Re: RARA-AVIS: Re: product placement

Fred Willard (
Tue, 05 Jan 1999 18:47:56 -0500 At 09:20 AM 1/5/99 -0500, you wrote:
>Re Bill's question below:
>"I recall reading a review that pointed to Ian Fleming as one of the first,
>if not the first, to consistently use product names, where a typical
>realist might use generic nouns. Anyone locate this practice before
>Hammett and others would specifically mention cigarettes or tobaccos, ammo
>and weapon brands, specific types of cars, occasionally beers. - Jim

I remember Fleming's use of product names jumped out at me in a
contemporary reading of his books. He wasn't likely the first to do so, but
there was something about the way he detailed products that was unusual at
the time.

I remember reading a review of one of his books which discussed the product
fetishism of the rituals of preparation he had Bond go through.

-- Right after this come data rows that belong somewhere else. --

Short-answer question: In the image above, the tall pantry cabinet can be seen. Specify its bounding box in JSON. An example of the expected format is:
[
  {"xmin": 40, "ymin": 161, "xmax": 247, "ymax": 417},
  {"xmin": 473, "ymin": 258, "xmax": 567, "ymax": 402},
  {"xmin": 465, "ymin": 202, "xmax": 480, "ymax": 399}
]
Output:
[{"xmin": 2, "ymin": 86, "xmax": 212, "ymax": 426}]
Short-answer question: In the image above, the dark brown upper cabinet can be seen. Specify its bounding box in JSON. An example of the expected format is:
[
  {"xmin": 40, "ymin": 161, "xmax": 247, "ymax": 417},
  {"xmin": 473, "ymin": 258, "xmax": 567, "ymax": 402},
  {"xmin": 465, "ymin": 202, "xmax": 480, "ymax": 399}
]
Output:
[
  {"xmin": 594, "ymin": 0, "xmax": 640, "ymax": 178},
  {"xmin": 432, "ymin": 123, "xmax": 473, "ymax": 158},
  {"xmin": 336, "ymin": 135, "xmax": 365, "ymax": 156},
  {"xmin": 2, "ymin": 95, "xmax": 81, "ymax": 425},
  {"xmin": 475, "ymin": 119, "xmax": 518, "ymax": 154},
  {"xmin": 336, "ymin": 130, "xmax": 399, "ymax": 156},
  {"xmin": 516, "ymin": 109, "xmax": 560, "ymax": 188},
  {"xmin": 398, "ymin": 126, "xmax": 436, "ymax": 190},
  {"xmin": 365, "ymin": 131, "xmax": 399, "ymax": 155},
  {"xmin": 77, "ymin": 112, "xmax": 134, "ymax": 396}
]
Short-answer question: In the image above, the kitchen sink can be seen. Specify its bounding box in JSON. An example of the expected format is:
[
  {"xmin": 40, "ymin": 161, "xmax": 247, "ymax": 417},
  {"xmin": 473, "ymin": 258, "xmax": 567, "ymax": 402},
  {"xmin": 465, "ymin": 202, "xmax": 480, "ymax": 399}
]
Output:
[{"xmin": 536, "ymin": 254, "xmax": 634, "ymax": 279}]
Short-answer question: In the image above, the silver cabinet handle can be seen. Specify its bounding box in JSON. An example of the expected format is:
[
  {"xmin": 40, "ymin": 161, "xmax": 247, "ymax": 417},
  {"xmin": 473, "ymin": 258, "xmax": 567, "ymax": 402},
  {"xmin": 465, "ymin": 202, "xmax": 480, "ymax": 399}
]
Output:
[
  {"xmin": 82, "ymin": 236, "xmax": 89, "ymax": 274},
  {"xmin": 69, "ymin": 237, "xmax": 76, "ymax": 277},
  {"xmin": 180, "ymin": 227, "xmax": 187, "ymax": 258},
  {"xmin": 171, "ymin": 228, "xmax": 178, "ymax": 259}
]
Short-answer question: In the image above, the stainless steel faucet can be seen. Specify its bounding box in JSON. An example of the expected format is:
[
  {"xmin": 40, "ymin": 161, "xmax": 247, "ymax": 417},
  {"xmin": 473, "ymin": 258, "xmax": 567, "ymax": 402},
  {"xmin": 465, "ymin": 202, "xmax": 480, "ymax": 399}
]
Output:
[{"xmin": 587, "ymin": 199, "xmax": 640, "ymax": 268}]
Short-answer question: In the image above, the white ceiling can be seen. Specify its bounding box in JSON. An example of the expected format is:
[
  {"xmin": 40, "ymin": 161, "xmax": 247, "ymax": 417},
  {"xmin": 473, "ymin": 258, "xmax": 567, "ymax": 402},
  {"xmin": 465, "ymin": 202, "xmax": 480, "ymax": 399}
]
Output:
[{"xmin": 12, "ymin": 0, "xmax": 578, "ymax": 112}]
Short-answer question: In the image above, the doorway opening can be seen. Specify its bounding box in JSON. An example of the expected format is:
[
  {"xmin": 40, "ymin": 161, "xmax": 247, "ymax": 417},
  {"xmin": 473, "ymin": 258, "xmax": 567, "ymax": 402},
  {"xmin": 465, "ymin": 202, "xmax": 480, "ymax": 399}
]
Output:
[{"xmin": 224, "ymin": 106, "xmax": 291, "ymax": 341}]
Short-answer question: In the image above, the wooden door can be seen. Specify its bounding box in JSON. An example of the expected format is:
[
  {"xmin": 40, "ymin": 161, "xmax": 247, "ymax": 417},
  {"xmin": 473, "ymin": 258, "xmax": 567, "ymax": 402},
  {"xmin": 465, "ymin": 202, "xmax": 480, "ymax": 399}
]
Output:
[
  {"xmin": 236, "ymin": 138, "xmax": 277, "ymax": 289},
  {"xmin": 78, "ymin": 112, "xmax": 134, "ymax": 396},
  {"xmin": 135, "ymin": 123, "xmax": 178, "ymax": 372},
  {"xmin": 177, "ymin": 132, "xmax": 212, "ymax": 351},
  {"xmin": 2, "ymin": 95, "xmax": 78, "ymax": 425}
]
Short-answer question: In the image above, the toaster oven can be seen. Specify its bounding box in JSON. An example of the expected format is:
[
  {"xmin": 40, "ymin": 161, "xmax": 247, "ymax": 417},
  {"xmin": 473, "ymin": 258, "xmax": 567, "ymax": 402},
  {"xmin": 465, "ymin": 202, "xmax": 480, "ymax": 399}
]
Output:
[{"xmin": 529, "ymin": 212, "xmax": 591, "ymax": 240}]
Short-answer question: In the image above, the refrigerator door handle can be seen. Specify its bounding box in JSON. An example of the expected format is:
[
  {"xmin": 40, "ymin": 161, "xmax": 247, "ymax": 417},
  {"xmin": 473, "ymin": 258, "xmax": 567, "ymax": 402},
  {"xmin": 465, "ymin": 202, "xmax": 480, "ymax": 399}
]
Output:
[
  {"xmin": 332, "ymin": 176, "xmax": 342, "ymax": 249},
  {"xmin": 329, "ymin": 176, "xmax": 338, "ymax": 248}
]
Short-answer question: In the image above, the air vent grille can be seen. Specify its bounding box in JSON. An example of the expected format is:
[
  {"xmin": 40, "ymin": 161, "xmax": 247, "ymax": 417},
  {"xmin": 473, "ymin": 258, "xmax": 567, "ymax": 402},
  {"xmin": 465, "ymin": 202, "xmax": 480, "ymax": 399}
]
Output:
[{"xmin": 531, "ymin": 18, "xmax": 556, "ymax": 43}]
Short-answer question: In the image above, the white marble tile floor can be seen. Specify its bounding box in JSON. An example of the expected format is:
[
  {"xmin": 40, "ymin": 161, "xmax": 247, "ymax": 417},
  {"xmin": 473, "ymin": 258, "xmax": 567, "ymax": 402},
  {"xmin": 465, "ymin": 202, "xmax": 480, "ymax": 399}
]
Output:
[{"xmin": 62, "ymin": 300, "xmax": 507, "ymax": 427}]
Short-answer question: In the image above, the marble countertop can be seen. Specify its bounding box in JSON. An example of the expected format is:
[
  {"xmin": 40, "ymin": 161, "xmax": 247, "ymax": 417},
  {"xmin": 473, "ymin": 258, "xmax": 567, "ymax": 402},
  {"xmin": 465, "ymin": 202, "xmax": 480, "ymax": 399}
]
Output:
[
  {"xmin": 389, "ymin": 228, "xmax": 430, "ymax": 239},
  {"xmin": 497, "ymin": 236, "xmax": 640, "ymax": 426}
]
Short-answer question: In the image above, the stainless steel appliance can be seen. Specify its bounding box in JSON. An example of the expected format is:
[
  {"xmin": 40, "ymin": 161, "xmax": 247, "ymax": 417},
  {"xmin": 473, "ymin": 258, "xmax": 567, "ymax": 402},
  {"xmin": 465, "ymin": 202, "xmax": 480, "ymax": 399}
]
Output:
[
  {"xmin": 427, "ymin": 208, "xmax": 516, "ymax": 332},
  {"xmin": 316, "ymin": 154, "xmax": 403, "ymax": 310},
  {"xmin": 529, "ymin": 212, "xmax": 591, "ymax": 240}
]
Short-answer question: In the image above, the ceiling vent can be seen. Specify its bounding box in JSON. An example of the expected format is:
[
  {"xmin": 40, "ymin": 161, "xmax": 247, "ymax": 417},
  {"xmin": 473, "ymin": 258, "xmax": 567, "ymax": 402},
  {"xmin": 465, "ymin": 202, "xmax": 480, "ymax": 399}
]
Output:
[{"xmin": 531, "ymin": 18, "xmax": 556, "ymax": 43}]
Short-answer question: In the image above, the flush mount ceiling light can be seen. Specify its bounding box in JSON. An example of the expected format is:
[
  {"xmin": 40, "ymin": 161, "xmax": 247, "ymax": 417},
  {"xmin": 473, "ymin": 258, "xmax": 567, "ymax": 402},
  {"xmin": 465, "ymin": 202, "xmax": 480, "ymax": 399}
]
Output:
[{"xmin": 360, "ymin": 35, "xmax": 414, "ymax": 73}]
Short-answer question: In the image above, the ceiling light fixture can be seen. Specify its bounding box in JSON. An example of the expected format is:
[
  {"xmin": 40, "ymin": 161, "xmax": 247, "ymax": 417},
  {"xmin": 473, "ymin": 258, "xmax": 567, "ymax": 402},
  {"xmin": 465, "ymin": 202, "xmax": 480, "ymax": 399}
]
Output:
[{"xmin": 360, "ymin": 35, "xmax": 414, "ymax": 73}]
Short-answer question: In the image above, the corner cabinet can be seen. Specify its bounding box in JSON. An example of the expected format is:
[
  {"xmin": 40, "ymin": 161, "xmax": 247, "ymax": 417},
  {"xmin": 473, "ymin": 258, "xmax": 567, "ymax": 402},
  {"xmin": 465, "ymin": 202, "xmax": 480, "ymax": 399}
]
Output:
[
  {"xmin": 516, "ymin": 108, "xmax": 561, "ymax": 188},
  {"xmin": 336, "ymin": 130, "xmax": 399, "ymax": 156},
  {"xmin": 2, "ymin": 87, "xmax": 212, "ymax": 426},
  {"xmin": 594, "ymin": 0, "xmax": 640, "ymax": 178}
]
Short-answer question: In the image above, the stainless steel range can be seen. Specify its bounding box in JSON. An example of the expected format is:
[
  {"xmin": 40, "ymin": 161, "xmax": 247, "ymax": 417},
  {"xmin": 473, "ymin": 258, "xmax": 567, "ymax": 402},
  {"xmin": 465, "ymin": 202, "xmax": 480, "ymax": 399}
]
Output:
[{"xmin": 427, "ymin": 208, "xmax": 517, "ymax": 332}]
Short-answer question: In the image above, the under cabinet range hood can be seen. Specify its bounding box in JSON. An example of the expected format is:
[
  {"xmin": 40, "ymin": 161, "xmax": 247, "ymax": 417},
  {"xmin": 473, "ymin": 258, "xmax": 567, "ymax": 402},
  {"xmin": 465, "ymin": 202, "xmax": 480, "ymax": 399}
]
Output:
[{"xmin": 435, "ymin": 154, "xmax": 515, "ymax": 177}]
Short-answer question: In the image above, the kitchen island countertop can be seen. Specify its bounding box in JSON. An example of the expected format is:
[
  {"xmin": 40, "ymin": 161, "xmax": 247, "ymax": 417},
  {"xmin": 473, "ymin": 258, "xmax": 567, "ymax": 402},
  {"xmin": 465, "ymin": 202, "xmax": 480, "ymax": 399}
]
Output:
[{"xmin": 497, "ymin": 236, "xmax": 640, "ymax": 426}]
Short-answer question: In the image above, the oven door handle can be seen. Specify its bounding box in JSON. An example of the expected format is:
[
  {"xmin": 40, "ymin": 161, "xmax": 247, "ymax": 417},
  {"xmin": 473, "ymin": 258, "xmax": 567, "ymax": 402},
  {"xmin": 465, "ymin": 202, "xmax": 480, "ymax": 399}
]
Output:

I personally think he was just trying to give a feel of the times. While
the sixties may have been a decade we normally associate with
counter-culture, they also gave birth to a pronounced consumerism that was
very "brand" conscious.

As an example, it was a time in which wealthy people who in the past had
their suits made to order by tailors, began, instead to buy ready-to-wear
clothes from boutiques operated by designers like Bill Blass and Yves St.
Laurent. They were looking for the brand association.